L'enfant à la balustrade
IV
Je retournai, d'autres après-midi, prendre, sérieusement, ma leçon de latin. Parfois M. le curé me la donnait sous la tonnelle. Petite-maman venait me chercher. Elle marchait avec précaution, se faufilant à travers les fins panaches des asperges, et elle se garantissait du soleil avec une ombrelle écarlate, car elle avait rapporté de son pays d'origine le goût des choses éclatantes, ce qui n'était pas bien vu.
M. le curé se précipitait à sa rencontre, la tête nue. Comme elle avait beaucoup de franchise et d'élan dans les manières, elle abritait le vieux prêtre sous son ombrelle.
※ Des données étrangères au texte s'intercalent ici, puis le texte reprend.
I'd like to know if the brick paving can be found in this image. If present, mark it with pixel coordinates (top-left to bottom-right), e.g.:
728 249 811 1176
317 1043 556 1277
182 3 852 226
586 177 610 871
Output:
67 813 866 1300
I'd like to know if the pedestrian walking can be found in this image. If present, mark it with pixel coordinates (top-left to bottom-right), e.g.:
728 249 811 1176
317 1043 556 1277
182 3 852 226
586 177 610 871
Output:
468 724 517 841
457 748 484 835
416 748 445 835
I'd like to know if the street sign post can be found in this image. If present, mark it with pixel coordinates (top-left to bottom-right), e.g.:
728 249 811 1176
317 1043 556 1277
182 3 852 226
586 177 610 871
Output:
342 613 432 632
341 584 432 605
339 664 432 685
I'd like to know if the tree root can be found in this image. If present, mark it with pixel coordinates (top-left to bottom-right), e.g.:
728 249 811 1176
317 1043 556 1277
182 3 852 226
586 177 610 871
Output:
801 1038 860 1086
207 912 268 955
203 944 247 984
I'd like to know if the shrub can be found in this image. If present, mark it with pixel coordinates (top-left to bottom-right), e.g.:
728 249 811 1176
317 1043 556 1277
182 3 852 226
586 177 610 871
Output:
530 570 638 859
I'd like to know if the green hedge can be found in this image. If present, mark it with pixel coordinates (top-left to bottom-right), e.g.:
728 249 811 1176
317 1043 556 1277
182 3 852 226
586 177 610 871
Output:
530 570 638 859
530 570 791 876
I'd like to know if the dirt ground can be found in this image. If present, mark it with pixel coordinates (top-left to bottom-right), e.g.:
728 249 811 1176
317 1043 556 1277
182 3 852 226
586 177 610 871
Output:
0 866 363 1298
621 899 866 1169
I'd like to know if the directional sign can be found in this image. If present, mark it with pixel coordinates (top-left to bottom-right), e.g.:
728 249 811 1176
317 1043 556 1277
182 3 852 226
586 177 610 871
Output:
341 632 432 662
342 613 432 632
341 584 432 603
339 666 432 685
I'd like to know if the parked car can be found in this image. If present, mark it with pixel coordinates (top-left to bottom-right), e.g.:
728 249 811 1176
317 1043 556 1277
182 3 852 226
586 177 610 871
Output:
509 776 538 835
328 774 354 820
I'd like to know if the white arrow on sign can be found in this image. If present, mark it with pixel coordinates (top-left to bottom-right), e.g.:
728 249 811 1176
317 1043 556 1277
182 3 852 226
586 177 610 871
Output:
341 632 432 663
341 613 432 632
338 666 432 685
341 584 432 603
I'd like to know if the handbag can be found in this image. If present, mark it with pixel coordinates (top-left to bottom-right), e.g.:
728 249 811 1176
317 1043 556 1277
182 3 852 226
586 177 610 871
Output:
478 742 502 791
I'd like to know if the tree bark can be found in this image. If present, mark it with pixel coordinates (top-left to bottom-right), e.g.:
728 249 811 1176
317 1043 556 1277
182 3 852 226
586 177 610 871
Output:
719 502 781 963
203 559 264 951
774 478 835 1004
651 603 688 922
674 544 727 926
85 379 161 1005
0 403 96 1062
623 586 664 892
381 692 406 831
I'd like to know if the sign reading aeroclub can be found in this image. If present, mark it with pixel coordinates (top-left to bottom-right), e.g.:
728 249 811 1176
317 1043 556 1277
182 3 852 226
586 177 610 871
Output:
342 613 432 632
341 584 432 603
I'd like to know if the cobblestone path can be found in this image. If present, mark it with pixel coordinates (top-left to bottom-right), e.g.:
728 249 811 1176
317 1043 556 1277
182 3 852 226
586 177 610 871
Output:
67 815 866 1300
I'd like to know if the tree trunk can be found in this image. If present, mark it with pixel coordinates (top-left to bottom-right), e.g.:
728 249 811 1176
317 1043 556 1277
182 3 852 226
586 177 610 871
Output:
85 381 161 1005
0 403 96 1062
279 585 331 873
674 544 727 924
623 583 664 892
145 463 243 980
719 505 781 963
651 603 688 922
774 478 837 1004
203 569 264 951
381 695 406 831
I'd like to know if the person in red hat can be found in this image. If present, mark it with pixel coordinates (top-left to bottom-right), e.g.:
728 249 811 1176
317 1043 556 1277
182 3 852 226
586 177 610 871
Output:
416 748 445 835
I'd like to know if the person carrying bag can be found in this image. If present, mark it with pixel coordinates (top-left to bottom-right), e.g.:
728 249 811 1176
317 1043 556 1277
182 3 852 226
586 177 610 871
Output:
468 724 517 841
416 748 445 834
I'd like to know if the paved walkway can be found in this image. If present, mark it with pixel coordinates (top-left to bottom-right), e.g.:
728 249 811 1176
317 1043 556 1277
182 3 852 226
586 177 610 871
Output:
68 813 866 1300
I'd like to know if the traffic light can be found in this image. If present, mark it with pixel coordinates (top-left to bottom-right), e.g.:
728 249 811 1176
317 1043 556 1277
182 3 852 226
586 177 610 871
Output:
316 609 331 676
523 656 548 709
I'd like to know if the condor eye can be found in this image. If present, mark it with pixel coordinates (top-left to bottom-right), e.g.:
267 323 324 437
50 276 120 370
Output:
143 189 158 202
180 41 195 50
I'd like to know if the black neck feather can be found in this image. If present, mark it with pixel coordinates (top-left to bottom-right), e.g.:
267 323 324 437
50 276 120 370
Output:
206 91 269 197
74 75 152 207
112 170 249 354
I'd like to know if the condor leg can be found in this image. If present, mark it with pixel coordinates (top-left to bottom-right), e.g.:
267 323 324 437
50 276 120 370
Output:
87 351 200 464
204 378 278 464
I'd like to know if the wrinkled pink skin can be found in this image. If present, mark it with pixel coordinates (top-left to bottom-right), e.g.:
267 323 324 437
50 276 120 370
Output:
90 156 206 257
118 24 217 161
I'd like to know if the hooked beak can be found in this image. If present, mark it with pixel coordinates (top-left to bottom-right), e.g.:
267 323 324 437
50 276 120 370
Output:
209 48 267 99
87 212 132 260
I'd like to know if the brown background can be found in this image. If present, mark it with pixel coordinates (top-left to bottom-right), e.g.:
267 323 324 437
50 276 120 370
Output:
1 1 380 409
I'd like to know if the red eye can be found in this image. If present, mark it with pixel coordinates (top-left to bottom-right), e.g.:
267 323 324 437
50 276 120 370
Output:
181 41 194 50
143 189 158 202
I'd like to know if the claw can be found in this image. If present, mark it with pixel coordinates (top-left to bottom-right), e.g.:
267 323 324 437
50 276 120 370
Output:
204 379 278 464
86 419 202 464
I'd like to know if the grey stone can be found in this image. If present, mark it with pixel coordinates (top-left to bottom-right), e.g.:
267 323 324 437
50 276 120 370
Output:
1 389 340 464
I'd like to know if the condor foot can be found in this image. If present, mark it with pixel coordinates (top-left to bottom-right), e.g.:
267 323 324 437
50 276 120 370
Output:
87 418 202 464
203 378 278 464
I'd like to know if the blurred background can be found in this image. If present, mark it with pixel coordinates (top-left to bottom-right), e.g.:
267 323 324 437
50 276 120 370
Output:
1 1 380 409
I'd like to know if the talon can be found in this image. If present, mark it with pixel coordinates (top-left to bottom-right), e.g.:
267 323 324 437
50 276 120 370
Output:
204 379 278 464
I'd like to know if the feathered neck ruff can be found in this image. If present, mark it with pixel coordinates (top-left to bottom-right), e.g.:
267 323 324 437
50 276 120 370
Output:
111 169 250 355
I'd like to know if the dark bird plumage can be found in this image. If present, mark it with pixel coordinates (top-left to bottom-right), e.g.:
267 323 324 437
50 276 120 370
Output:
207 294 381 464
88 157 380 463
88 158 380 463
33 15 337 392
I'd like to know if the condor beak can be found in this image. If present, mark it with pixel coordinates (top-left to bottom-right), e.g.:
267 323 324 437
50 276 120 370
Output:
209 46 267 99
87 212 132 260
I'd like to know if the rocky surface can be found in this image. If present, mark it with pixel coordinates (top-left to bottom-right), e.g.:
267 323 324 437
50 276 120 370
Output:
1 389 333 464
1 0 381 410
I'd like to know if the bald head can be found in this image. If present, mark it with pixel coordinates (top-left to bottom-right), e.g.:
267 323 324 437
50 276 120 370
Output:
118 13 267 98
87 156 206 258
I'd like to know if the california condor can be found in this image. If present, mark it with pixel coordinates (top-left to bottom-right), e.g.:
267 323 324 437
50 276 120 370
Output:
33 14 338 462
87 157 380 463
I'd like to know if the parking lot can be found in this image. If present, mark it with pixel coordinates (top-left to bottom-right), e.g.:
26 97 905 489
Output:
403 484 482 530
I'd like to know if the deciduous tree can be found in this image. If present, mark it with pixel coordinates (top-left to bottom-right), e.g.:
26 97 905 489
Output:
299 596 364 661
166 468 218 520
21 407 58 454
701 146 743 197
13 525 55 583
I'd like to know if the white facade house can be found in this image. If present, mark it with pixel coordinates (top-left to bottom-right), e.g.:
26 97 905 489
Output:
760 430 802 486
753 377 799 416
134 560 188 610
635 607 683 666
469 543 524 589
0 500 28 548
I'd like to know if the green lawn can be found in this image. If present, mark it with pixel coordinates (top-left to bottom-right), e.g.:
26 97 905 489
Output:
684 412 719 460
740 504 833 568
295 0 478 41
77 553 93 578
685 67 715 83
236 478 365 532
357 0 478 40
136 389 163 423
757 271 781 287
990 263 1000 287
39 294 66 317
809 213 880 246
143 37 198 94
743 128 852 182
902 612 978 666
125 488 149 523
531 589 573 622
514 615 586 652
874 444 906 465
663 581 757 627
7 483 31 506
Le teint de M. le curé flambait, sans que l'on sût si c'était par l'effet de la soie transpercée de lumière ou par celui de la confusion. Ces mouvements prompts et naturels nuisaient beaucoup à la jeune femme dans la ville.
Et nous allions ensemble, elle et moi, sonner à la porte des quelques maisons qui ne nous étaient pas encore nettement fermées.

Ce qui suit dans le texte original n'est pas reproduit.